This one, definitely, is a real-life project.

Amrhein said he has been involved with DECA for 30 years in many capacities. However, this is the first time he has given DECA students a paid job at his store.

“The one thing that I see with a lot of the teams, or a lot of the senior students is they have great programs,” Amrhein said, “They always win regionals. They always win states. When it comes to nationals, the groups that have real projects compared to make-believe projects always do better. I got to know these three young ladies this year. They were so dynamic, and I wanted to see what we could do to bring a national trophy to Bethel Park.”

He hired the students and presented them with a budget of $40,000 to increase the store’s rental business.

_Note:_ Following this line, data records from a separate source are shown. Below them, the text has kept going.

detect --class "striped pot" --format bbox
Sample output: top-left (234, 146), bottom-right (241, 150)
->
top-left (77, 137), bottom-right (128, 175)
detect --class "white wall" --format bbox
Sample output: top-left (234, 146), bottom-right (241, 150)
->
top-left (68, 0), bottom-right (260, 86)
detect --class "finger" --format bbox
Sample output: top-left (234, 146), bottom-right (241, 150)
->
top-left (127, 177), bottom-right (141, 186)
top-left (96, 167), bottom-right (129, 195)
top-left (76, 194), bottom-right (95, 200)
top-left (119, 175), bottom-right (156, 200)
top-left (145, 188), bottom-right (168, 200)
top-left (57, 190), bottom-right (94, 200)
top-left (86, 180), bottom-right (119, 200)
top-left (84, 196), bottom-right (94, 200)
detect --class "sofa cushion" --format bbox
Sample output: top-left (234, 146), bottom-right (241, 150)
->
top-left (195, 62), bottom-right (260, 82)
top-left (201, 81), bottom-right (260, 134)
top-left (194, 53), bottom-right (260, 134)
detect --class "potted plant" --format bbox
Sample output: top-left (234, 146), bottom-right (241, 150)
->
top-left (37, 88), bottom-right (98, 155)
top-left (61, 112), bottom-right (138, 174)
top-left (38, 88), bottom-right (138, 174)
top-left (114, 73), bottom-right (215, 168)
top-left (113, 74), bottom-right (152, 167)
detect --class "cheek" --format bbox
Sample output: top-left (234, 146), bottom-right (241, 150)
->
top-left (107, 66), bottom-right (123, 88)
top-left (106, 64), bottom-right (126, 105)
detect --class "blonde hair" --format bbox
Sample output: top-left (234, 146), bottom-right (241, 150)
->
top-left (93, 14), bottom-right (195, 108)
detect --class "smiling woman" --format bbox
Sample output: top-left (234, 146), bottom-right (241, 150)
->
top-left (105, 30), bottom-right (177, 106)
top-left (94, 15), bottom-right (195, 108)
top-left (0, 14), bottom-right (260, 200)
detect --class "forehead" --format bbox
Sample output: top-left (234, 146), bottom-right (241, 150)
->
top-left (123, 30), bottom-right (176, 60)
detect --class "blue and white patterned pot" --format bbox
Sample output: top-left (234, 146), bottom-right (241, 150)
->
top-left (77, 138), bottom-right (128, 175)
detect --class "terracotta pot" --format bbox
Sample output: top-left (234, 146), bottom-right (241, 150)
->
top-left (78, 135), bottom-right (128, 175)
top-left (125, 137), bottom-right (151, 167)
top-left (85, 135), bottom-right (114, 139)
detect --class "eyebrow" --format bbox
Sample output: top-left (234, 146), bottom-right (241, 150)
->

“With that budget, we’re able to do all of the promotions and marketing that we want to do for the rental side of the business,” Tatalias said.

It has been a success.

“They’re taking what they’ve learned from the classroom to the real world and implementing it,” Amrhein said. “They are firing on all cylinders from promotions to social media.”

Evey True Value Hardware and Rental has been in business for about 70 years, but the rental component has been in operation for about 12 to 15 years.

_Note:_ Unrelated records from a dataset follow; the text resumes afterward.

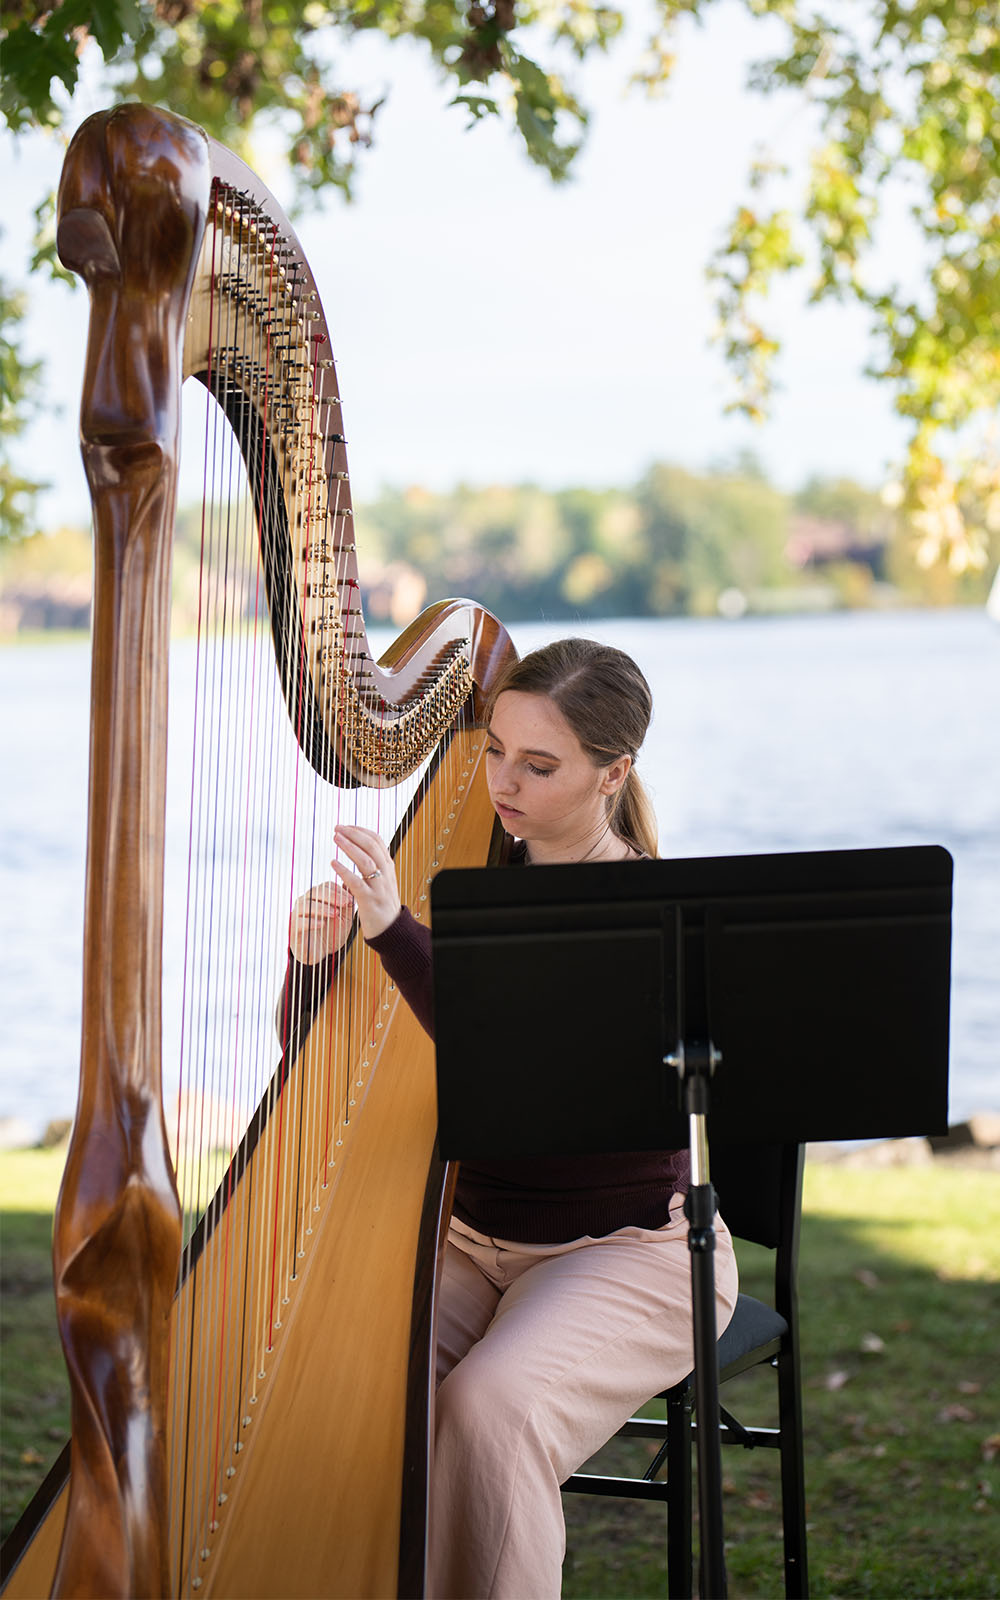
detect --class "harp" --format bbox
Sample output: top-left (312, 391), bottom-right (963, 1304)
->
top-left (2, 103), bottom-right (514, 1599)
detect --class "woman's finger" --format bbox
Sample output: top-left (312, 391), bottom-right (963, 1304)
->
top-left (329, 827), bottom-right (400, 939)
top-left (335, 823), bottom-right (386, 854)
top-left (306, 881), bottom-right (350, 905)
top-left (332, 838), bottom-right (384, 889)
top-left (291, 888), bottom-right (352, 925)
top-left (292, 879), bottom-right (350, 906)
top-left (289, 881), bottom-right (357, 962)
top-left (334, 824), bottom-right (390, 875)
top-left (329, 856), bottom-right (391, 906)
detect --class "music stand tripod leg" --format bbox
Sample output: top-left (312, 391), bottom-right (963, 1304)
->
top-left (669, 1041), bottom-right (727, 1600)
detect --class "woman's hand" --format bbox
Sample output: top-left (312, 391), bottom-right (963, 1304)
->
top-left (288, 882), bottom-right (356, 964)
top-left (329, 824), bottom-right (402, 942)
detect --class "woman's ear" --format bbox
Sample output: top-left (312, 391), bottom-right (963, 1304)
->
top-left (600, 754), bottom-right (632, 796)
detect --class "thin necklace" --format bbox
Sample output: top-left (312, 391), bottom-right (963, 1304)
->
top-left (526, 823), bottom-right (630, 866)
top-left (578, 822), bottom-right (615, 863)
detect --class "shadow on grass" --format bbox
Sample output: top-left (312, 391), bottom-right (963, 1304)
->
top-left (562, 1201), bottom-right (998, 1600)
top-left (1, 1210), bottom-right (68, 1547)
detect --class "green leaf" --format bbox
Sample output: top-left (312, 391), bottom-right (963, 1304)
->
top-left (450, 93), bottom-right (501, 124)
top-left (57, 0), bottom-right (148, 62)
top-left (0, 23), bottom-right (82, 127)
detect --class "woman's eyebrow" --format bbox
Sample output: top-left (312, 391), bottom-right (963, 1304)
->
top-left (485, 725), bottom-right (560, 762)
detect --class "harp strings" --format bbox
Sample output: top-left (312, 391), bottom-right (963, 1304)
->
top-left (160, 179), bottom-right (461, 1595)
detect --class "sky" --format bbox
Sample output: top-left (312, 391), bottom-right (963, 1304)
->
top-left (4, 0), bottom-right (915, 531)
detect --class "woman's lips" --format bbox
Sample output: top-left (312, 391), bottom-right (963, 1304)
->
top-left (494, 802), bottom-right (523, 820)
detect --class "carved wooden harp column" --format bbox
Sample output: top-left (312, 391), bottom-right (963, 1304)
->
top-left (3, 103), bottom-right (514, 1600)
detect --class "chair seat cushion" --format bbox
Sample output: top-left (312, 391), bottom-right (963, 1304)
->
top-left (717, 1292), bottom-right (787, 1369)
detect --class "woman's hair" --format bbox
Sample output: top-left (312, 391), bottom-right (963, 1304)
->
top-left (486, 637), bottom-right (659, 858)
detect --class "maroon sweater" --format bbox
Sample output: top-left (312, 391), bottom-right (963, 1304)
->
top-left (369, 907), bottom-right (690, 1243)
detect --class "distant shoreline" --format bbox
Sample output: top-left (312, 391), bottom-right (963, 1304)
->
top-left (1, 597), bottom-right (994, 654)
top-left (4, 1115), bottom-right (998, 1171)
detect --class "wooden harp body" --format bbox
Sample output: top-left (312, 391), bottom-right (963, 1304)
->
top-left (2, 103), bottom-right (514, 1600)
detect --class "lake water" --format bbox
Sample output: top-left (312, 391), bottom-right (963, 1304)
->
top-left (1, 607), bottom-right (997, 1140)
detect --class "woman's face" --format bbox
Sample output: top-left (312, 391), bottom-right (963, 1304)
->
top-left (485, 690), bottom-right (629, 855)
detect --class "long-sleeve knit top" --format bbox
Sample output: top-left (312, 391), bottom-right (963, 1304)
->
top-left (368, 907), bottom-right (690, 1243)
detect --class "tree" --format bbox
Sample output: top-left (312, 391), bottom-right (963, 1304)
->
top-left (1, 0), bottom-right (621, 540)
top-left (669, 0), bottom-right (999, 573)
top-left (1, 1), bottom-right (613, 194)
top-left (2, 0), bottom-right (998, 563)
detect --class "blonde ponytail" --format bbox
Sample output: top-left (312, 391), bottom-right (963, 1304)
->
top-left (613, 767), bottom-right (659, 859)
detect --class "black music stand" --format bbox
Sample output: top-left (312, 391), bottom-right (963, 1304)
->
top-left (430, 845), bottom-right (952, 1598)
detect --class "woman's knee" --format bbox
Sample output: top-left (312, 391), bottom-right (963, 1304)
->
top-left (436, 1350), bottom-right (532, 1452)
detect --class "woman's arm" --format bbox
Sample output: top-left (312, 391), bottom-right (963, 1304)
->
top-left (331, 825), bottom-right (433, 1037)
top-left (366, 909), bottom-right (434, 1038)
top-left (276, 879), bottom-right (354, 1048)
top-left (275, 948), bottom-right (335, 1053)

The students have been learning every aspect of that business, such as how to use the equipment and how to market that equipment and the business.

They have promoted it in many way, such as at community events, and on three radio commercials a day on Pittsburgh radio for three months.

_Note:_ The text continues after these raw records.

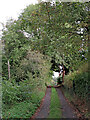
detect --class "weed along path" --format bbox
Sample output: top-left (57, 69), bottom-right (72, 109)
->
top-left (32, 87), bottom-right (78, 119)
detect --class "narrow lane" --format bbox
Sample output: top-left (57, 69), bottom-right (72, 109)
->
top-left (35, 88), bottom-right (51, 118)
top-left (56, 88), bottom-right (77, 118)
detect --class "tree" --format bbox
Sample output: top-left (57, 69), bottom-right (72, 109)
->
top-left (2, 2), bottom-right (89, 80)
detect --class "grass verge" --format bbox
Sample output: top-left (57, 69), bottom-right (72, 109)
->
top-left (2, 90), bottom-right (45, 118)
top-left (48, 88), bottom-right (62, 118)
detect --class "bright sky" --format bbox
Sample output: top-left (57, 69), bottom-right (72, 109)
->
top-left (0, 0), bottom-right (38, 32)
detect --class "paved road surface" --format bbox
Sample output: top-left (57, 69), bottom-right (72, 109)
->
top-left (56, 88), bottom-right (77, 118)
top-left (35, 88), bottom-right (51, 118)
top-left (33, 87), bottom-right (78, 119)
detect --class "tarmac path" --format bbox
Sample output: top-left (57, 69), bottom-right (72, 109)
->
top-left (56, 88), bottom-right (77, 118)
top-left (32, 87), bottom-right (78, 119)
top-left (32, 88), bottom-right (51, 119)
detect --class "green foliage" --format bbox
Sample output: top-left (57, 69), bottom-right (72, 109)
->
top-left (2, 80), bottom-right (45, 118)
top-left (64, 63), bottom-right (88, 99)
top-left (17, 2), bottom-right (88, 70)
top-left (48, 88), bottom-right (62, 118)
top-left (2, 80), bottom-right (30, 105)
top-left (2, 49), bottom-right (51, 118)
top-left (2, 77), bottom-right (47, 106)
top-left (1, 2), bottom-right (89, 118)
top-left (3, 101), bottom-right (36, 118)
top-left (3, 90), bottom-right (45, 118)
top-left (74, 71), bottom-right (88, 98)
top-left (2, 2), bottom-right (88, 79)
top-left (2, 81), bottom-right (19, 105)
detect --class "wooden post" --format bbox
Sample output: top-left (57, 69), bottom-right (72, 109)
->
top-left (8, 60), bottom-right (10, 80)
top-left (62, 54), bottom-right (65, 83)
top-left (62, 63), bottom-right (64, 83)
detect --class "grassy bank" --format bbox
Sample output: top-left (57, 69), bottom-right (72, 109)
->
top-left (2, 87), bottom-right (45, 118)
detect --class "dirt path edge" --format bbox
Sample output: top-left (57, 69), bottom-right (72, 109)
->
top-left (30, 87), bottom-right (48, 119)
top-left (60, 87), bottom-right (87, 119)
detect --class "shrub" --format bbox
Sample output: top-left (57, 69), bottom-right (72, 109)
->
top-left (64, 63), bottom-right (88, 99)
top-left (2, 81), bottom-right (19, 105)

There also will be a show chronicling their journey through their participation in the state DECA competition on BPTV, Bethel Park’s cable television station.

“We’re following their trail through the real-life project, but we want to include them actually doing the project in front of a judge,” Amrhein said. “We’re going to actually record them making their presentations in front of the judge.”

Their work on the business’ website has flourished. In July alone, there were 3,351 views on the store’s rental website,

“It’s been great,” Ashton said. “I’ve been able to meet a lot of new people and interact with a lot of business owners that I probably wouldn’t have been able to until college. I’ve been happy to see the business side of the rental business.”

“I’ve enjoyed it a lot,” Hartman added. “I got to learn more about the business. Hearing about how Evey True Value helps around the community has been inspirational. It makes me want to be here and help out.”

“This has been something that I never could have imagined I’d be able to do in high school,” Tatalias said. “We build off of each other with our ideas. It makes the whole process a lot easier. If one of us can’t be at something, we can count on the other two.”

They will continue to work for the store once school starts.

The work they are doing will serve as the project they will present at a state DECA competition in Hershey in February. If they place in the top four in the state, they will advance to a national competition in April in Orlando, Fla.

One thing is certain, they’ve been successful in their first venture in the business world.

“There’s zero disappointment,” Amrhein said. “It’s been off the charts.”